Pour inviter la lectrice à poursuivre sa lecture, il dépeint une réalité volontiers négative : puisque tout le monde a accès aux informations qui étaient jusqu’alors difficiles à trouver et qu’on ne voit pas apparaitre davantage de « maîtres » que par le passé, c’est la preuve que notre société contemporaine est en pleine stagnation. Son argumentaire est discutable, surtout sa conclusion, mais on s’en fiche, car ce qui importe, c’est de créer un sentiment négatif chez la lectrice et de lui proposer aussitôt l’antidote (si tu lis mon livre, tu ne stagneras pas et tu feras partie de l’élite). Consciemment ou inconsciemment, il renforce la vision pessimiste que nous avons de notre monde. Il s’oppose clairement à la société des loisirs et des plaisirs, et promeut l’éthique protestante du travail, sans nécessairement la mentionner. 

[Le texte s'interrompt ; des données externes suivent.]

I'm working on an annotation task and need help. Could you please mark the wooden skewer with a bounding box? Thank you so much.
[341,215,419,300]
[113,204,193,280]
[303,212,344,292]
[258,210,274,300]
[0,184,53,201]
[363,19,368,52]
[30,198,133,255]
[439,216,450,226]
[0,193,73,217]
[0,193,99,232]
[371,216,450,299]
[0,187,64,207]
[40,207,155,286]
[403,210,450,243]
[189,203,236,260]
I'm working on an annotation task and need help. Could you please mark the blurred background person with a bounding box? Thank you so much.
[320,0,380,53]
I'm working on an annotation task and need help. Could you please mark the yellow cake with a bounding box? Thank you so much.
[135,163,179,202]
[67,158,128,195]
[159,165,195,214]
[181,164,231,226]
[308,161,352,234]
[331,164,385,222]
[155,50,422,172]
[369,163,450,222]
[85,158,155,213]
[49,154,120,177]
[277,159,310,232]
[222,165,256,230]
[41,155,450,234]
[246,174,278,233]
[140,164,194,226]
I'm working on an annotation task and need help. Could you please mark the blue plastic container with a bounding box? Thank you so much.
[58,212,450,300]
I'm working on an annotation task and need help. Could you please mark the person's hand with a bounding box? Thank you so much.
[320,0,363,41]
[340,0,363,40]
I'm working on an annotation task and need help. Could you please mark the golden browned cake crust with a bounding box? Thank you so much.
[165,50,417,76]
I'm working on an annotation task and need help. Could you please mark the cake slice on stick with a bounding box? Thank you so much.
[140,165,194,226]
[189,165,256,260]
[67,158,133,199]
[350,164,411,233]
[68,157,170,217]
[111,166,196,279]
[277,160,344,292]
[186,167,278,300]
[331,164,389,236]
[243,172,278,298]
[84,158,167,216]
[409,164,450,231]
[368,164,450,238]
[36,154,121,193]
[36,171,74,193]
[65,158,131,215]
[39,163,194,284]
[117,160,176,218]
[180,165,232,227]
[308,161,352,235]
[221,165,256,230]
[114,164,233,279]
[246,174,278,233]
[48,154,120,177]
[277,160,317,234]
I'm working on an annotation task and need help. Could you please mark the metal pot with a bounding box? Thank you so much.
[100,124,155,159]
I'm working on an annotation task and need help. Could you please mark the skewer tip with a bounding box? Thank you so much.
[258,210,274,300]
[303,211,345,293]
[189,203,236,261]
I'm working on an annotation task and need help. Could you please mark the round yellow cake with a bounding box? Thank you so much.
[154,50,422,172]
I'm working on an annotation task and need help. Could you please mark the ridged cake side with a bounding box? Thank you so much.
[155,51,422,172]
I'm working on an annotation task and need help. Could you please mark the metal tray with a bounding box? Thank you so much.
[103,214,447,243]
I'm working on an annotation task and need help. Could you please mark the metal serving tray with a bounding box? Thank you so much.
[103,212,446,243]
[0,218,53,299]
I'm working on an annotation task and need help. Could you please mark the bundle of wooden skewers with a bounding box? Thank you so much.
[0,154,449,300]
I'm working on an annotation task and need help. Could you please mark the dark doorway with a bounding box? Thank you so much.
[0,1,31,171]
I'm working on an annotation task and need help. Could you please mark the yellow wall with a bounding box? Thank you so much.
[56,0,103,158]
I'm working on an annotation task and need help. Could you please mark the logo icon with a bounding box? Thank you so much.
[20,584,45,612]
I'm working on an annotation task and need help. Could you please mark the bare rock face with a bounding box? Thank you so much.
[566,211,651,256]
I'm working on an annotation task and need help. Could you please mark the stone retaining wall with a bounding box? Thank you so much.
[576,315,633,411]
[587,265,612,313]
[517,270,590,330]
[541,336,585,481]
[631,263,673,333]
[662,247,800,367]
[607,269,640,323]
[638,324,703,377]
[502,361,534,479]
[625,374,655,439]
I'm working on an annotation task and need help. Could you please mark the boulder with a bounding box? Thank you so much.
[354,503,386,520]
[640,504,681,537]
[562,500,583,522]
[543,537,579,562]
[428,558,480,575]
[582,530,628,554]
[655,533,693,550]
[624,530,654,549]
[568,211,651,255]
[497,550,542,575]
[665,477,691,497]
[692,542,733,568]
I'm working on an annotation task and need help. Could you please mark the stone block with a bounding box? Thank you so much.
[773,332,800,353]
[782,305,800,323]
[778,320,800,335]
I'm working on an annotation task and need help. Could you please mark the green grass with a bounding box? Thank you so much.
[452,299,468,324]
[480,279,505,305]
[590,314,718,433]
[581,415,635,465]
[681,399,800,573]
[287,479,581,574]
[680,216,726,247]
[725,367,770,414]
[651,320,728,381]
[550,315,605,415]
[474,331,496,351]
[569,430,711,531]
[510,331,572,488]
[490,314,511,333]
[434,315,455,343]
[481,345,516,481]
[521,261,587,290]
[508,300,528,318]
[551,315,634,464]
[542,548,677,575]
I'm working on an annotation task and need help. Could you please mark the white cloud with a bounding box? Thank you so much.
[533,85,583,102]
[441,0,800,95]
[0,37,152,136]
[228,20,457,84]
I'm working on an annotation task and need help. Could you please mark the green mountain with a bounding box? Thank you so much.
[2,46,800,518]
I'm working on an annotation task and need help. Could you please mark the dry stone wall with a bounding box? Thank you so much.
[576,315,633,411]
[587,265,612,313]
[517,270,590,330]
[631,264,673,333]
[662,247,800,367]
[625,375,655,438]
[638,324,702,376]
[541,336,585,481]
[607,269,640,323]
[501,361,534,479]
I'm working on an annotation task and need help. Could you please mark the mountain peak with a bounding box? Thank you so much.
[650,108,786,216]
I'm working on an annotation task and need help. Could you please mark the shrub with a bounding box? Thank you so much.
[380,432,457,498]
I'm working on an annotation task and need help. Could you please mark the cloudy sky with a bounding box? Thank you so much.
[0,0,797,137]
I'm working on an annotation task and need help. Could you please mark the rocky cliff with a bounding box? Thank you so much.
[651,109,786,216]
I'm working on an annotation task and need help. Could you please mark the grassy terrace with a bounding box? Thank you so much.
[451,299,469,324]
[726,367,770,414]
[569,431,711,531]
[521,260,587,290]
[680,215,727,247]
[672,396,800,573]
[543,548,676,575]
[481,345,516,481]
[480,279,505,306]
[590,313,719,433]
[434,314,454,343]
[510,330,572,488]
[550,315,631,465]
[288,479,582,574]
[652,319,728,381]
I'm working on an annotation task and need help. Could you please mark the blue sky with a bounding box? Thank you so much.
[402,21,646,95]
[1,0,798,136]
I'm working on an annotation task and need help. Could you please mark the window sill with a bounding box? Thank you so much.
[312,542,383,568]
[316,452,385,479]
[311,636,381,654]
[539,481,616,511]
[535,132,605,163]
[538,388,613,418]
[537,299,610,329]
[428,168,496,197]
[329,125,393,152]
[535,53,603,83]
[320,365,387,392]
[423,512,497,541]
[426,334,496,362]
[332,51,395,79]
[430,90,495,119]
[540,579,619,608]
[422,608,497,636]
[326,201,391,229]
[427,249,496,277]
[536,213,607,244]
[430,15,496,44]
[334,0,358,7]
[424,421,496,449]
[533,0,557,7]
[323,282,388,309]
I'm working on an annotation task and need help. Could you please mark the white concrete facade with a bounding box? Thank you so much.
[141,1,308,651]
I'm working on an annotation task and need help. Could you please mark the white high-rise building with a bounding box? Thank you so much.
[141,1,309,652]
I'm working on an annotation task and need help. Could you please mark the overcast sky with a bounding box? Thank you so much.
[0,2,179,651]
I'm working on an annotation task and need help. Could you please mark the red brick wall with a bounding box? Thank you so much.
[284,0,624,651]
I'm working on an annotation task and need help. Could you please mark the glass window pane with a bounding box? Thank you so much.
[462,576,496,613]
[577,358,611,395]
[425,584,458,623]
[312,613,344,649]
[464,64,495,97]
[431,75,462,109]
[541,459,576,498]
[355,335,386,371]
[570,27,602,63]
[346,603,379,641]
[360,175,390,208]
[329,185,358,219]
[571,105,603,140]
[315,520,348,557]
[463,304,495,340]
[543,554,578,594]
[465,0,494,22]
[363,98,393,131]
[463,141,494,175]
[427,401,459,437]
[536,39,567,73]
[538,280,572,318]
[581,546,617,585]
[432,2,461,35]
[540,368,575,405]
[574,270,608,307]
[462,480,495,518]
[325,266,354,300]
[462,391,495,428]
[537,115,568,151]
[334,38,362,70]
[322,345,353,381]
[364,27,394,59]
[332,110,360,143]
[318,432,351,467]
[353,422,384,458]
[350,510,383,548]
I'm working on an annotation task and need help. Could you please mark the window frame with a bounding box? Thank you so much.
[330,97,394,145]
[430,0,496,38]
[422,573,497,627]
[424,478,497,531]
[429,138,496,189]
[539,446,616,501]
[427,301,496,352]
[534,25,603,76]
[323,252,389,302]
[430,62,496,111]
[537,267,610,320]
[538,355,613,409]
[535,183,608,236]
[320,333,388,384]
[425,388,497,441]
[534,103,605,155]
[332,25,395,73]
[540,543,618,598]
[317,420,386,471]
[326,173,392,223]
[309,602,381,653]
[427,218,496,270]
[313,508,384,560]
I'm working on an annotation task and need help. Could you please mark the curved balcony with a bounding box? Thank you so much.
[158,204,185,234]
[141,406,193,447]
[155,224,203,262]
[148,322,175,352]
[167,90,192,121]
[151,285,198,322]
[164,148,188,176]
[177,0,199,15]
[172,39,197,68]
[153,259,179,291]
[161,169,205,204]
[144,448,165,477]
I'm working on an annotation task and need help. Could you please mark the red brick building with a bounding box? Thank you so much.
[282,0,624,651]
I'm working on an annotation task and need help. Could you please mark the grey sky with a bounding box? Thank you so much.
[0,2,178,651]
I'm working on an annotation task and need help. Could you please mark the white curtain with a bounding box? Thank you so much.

Je ne partage pas ses vues sur l’état de notre monde (l’âge d’or est un mythe ; ne cédons pas aux sirènes du misérabilisme), mais je suis d’accord avec le message général : pour que notre vie ait un sens, il faut activement lui en trouver un. L’épanouissement n’est pas facile, mais les efforts que l’on déploie pour l’atteindre en valent la peine.